- IATA: none; ICAO: none; FAA LID: Y55;

Summary
- Airport type: Public
- Owner: City of Crandon
- Serves: Crandon, Wisconsin
- Opened: September 1958
- Time zone: CST (UTC−06:00)
- • Summer (DST): CDT (UTC−05:00)
- Elevation AMSL: 1,650 ft (500 m)
- Coordinates: 45°31′22″N 088°55′42″W﻿ / ﻿45.52278°N 88.92833°W

Map
- Y55 Location of airport in WisconsinY55Y55 (the United States)

Runways
| Direction | Length |  | Surface |
| ft | m |
| 12/30 | 3,550 | 1,082 | Asphalt |
| 1/19 | 2,742 | 836 | Turf |

Statistics
- Aircraft operations (2023): 4,400
- Based aircraft (2024): 8
- Source: Federal Aviation Administration

= Crandon Municipal Airport =

Crandon Municipal Airport, also known as Steve Conway Municipal Airport, is a city owned public use airport located 3 miles (5 km) southwest of the central business district of Crandon, a city in Forest County, Wisconsin, United States. It is included in the Federal Aviation Administration (FAA) National Plan of Integrated Airport Systems for 2025–2029, in which it is categorized as a basic general aviation facility.

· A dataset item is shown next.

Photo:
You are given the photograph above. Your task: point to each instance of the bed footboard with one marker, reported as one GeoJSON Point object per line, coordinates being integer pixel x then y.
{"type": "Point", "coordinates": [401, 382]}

Although most airports in the United States use the same three-letter location identifier for the FAA and International Air Transport Association (IATA), this airport is assigned Y55 by the FAA but has no designation from the IATA.

== Facilities and aircraft ==
Crandon Municipal Airport covers an area of 259 acres (105 ha) at an elevation of 1650 feet (503 m) above mean sea level. It has two runways: 12/30 is 3,550 by 75 feet (1,082 x 23 m) with an asphalt surface and 1/19 is 2,742 by 100 feet (836 x 30 m) with a turf surface.

For the 12-month period ending August 10, 2023, the airport had 4,400 aircraft operations, an average of 12 per day: 91% general aviation and 9% air taxi.

In August 2024, there were 8 aircraft based at this airport: 7 single-engine and 1 multi-engine.

2016 Improvement project:
Between January and June 2016, the airport completed a $70,000 improvement project that was approved by Governor Scott Walker. The first part of the project was the construction of a six bay T-hangar. The airport was shut down for a few days in June to complete crack filling work on all pavements.